Larry Lettera, newscast
SAN FRANCISCO — Amazon's unveiling of the Kindle Fire tablet computer sends a bright-hot message: The online retailer is ready to rival iPad maker Apple in an effort to be the world's top digital content provider.
It may sound odd coming from a company that pioneered online sales of physical products, selling its first book, Douglas Hofstadter's "Fluid Concepts and Creative Analogies: Computer Models of the Fundamental Mechanisms of Thought," in 1995. But since it first entered the digital market in 2006 with its video download store, Amazon has bet consumers will pay for high-quality digital content.
In addition to the millions of actual items it sells, which range from toys to toothbrushes, Amazon's trove of digital content now includes more than 1 million e-books, 100,000 movies and TV shows and 17 million songs. This is about 1 million fewer songs than iPad maker Apple Inc. sells, but more than twice as many e-books and many thousands more TV shows and movies.
Amazon.com Inc. CEO Jeff Bezos is confident that its content is what will help the Kindle Fire do better than others who have trotted out tablets.
"The reason they haven't been successful is because they made tablets. They didn't make services," Bezos said in an interview after his company unveiled the tablet at a New York media event Wednesday.

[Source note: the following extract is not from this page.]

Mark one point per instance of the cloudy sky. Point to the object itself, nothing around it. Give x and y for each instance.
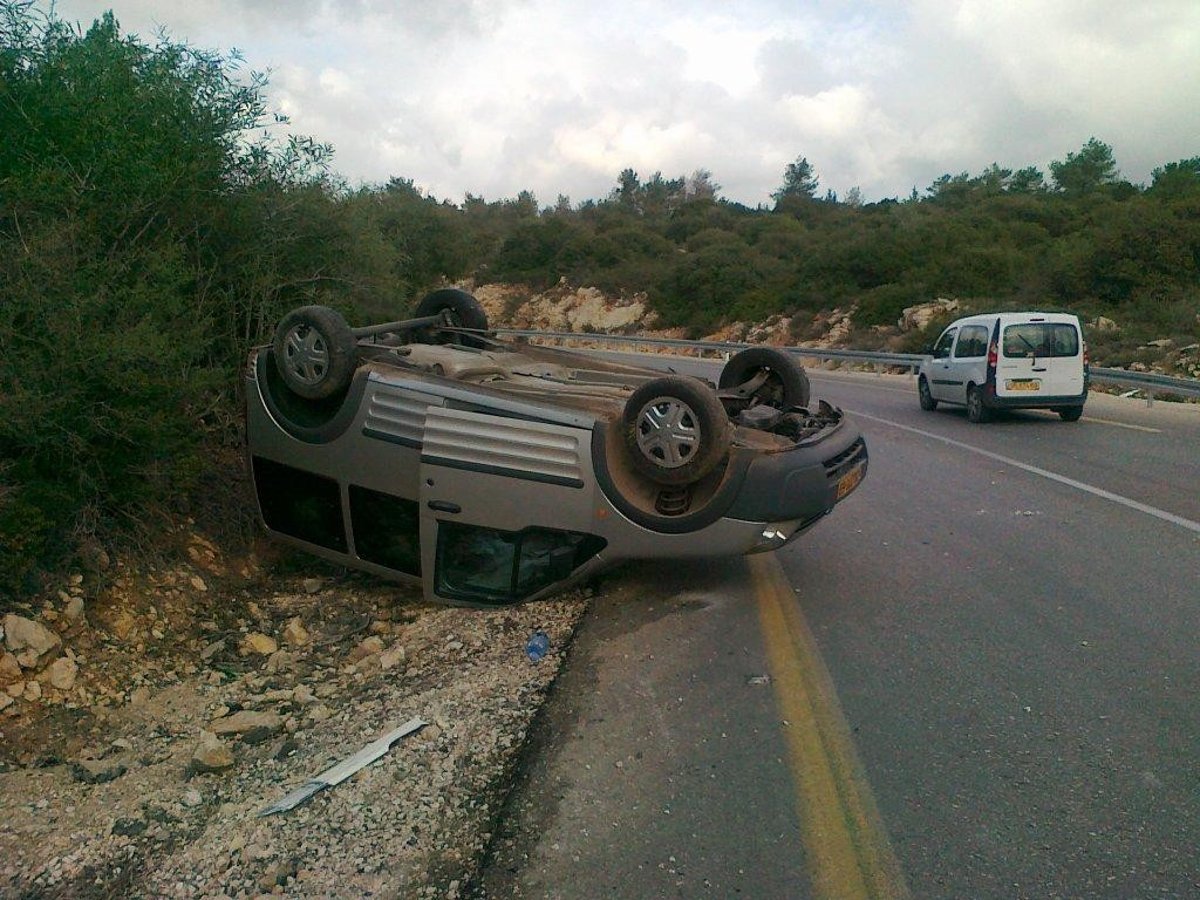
(558, 96)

Bezos, a 47-year-old former Wall Street money manager, built Amazon on exactly this sort of confidence. He started the company on the theory that a Web-based book store would resonate with consumers, since it seemed like the easiest way to browse millions of titles at once.
He was right. The company grew rapidly and Amazon began trading publicly in May 1997, despite never having turned a profit. It took five more years — and the addition of product categories like CDs, DVDs and consumer electronics — before the online retailer reported any net income. These days, Amazon consistently reports strong growth: In the most recent quarter, it earned $191 million on $9.91 billion in revenue.
It was Apple that moved into digital content first, however. With the arrival of Apple's iPod digital music player, which first came out in 2001, Apple figured consumers would be willing to pay for legal, high-quality digital music they could download to the devices. Apple became a major player early on, making deals with major record labels to sell digital tunes through its iTunes Store in 2003. Soon the iPod became more multimedia-savvy: Apple added TV shows in 2005 and movie downloads a year later.
Amazon soon entered the market itself, rolling out its own digital video downloading service in 2006 and music downloading service a year later.
It was in 2007, though, that things really heated up. That's when Amazon rolled out its first Kindle e-reader, upending the book market once again by turning the focus from costly paper books to electronic ones that could be delivered quickly and cheaply to customers on a reading device.
The Kindle rapidly grew the company's e-book business, and Amazon said in May that it was selling more e-books than physical copies of books. But the Kindle Fire's ability to show e-books, surf the Web, stream movies and TV shows and support apps positions it as an even better catalyst for Amazon's digital goods sales.
The price will probably help, too: When it goes on sale Nov. 15, it will cost $199, which is less than half of the $499 you'll pay for Apple Inc.'s cheapest iPad and $50 less than book seller Barnes & Noble Inc.'s Nook Color e-reader. This leaves buyers with plenty of money left over to spend on content.
"It's important to remember at the end of the day that Amazon's core business is retailing and this is a way to sell more digital media on a sort of 7-inch vending machine," NPD Group analyst Ross Rubin said.